Compliance is a critical fork in the road. If an organization waits until the moment it needs to comply with GDPR, CCPA, HIPAA, SOC 2, or any one of a host of other compliance frameworks, standards, or regulations, they are already dangerously behind. There is no magic wand that an organization can wave to achieve compliance. It takes time to build and integrate data security tools and policies. It takes time to establish cloud security practices, and to demonstrate their effectiveness. Simply throwing money and bodies at the problem will not help.
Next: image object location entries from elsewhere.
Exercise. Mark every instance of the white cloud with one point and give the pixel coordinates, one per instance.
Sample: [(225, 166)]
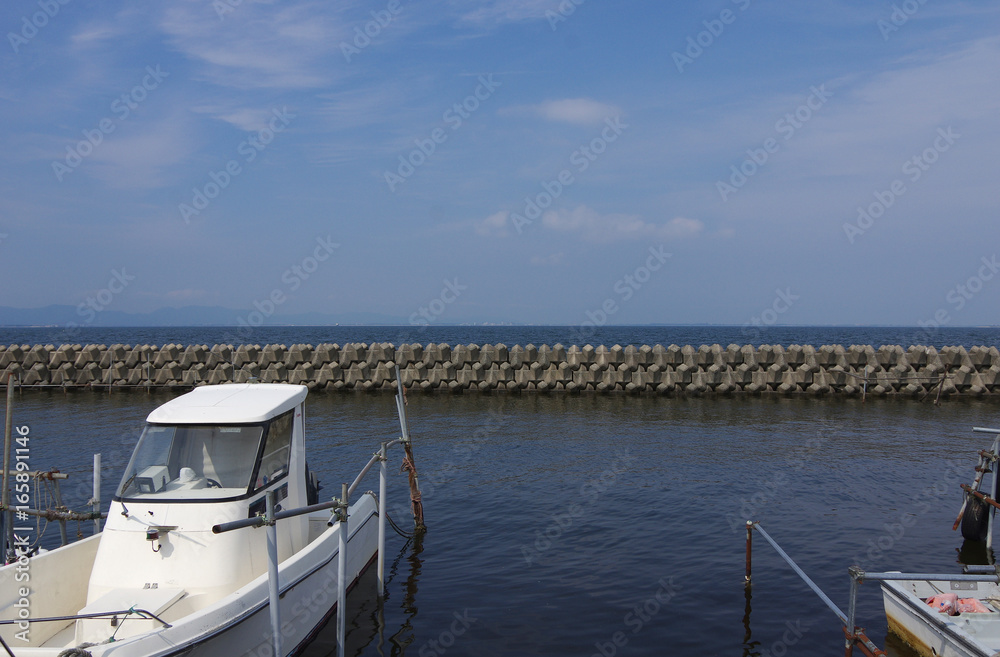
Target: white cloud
[(494, 225), (140, 158), (509, 11), (245, 118), (595, 227), (258, 45), (551, 260), (579, 111), (582, 111)]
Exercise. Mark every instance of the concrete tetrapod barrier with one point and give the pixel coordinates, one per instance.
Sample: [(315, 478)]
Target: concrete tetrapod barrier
[(857, 370)]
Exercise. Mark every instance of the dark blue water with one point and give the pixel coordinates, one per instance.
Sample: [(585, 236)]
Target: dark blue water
[(583, 525), (511, 335)]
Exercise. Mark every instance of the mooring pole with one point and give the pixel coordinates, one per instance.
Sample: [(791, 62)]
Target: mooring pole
[(62, 523), (416, 502), (97, 493), (8, 430), (272, 576), (342, 573), (382, 508)]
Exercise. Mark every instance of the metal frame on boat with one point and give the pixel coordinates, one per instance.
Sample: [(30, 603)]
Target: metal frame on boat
[(970, 624)]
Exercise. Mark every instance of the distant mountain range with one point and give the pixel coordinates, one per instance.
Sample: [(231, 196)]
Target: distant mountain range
[(59, 315)]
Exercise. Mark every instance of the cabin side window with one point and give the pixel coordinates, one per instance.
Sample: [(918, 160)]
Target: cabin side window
[(192, 462), (277, 450)]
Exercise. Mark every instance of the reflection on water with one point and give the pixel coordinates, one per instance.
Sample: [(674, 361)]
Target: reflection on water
[(975, 553)]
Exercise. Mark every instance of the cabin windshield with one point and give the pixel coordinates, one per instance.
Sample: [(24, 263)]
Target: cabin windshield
[(191, 462)]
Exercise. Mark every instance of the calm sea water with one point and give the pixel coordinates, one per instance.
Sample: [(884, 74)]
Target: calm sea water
[(555, 521), (511, 335)]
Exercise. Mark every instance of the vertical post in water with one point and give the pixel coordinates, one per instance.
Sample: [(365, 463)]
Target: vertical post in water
[(97, 493), (749, 545), (62, 522), (8, 520), (382, 510), (852, 631), (342, 573), (272, 576), (416, 503)]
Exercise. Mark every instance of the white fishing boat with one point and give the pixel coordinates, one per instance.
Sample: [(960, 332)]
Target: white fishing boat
[(158, 580), (913, 611)]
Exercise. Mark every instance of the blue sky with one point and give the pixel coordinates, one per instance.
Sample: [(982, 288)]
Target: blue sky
[(537, 161)]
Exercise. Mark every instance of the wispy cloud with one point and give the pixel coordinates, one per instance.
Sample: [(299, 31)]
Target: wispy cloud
[(496, 12), (592, 226), (579, 111), (551, 260), (258, 45), (495, 225)]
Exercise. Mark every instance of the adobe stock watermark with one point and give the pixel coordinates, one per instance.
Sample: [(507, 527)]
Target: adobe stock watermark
[(580, 159), (364, 34), (637, 617), (624, 289), (562, 13), (702, 41), (37, 21), (96, 303), (454, 117), (957, 297), (900, 16), (122, 108), (204, 194), (787, 126), (292, 279), (783, 302), (914, 169)]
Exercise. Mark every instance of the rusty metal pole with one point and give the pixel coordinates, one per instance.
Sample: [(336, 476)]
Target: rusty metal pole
[(7, 526), (416, 503), (749, 546)]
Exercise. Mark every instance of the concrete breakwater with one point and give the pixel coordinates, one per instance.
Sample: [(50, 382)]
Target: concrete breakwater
[(709, 369)]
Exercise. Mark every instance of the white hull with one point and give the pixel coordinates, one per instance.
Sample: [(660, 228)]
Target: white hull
[(936, 634), (239, 624)]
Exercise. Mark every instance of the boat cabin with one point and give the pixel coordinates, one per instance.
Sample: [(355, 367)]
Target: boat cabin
[(207, 457)]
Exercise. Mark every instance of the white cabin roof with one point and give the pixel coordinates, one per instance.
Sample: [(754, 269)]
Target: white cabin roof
[(230, 403)]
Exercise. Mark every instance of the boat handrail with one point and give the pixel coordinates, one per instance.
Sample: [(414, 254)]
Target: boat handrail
[(891, 576), (103, 614), (854, 635)]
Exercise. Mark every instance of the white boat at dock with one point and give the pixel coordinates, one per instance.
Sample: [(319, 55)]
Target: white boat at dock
[(180, 567), (938, 615), (933, 633)]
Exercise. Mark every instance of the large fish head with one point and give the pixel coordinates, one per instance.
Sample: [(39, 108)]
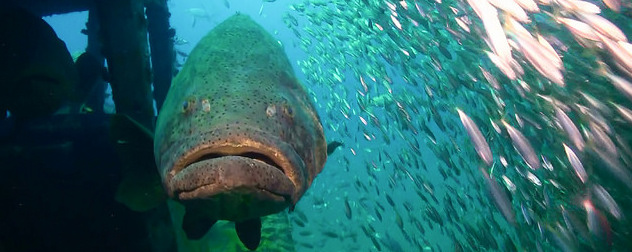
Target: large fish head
[(237, 130)]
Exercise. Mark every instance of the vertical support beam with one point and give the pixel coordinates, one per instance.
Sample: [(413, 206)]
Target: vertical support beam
[(96, 98), (161, 44), (124, 34)]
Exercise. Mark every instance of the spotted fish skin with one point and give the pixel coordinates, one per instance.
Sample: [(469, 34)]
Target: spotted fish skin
[(237, 133)]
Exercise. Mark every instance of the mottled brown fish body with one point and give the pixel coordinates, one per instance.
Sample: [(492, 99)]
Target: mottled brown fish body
[(237, 132)]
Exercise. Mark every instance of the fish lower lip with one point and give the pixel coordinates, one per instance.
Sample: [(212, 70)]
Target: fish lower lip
[(215, 175)]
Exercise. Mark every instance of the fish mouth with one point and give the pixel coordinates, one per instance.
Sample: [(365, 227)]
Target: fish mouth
[(254, 173)]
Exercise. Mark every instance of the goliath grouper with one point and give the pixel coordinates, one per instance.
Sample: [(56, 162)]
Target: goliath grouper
[(237, 137)]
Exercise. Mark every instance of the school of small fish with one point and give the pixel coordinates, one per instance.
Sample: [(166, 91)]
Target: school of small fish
[(477, 125)]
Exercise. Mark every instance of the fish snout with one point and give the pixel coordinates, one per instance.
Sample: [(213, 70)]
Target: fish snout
[(248, 174)]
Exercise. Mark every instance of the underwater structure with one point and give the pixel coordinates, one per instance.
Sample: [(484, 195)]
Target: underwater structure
[(63, 170)]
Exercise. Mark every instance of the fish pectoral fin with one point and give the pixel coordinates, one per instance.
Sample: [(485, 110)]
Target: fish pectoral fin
[(195, 225), (332, 146), (249, 232)]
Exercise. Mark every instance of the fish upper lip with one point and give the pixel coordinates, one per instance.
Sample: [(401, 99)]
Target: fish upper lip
[(260, 146)]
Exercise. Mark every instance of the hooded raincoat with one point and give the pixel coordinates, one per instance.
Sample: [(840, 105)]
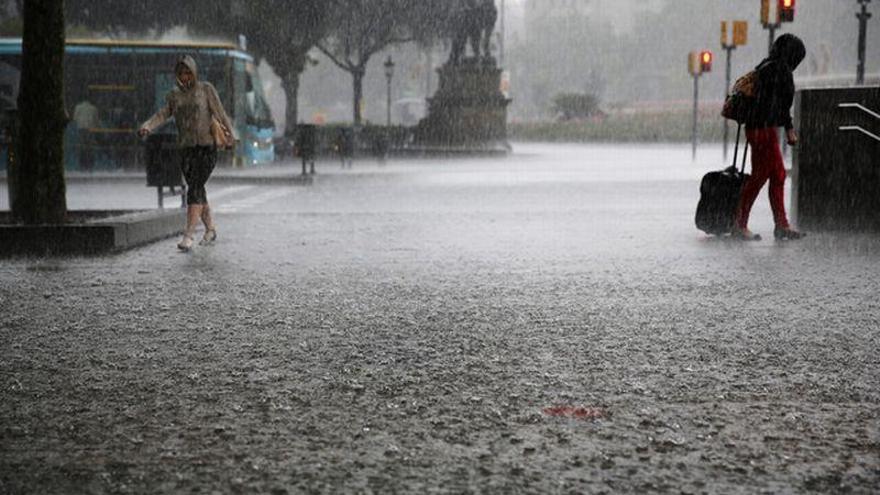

The best way organizations can help themselves is to become as familiar as possible with the compliance frameworks they fall under — or will eventually fall under — as early as possible.
What You Don’t Know Can Hurt You
When it comes to compliance, ignorance is not bliss. Avoiding compliance will inevitably lead to problems, whether it’s in the form of a growth blocker, costly fine, or just being overwhelmed with rules and requirements to follow. In all cases, the answer is the same: do not kick the can down the road. The sooner an organization identifies and understands the compliance frameworks, standards, and regulations relevant to its operations, the sooner they can begin to plan. Knowledge is just the first step in the compliance world — and what you don’t know can hurt you.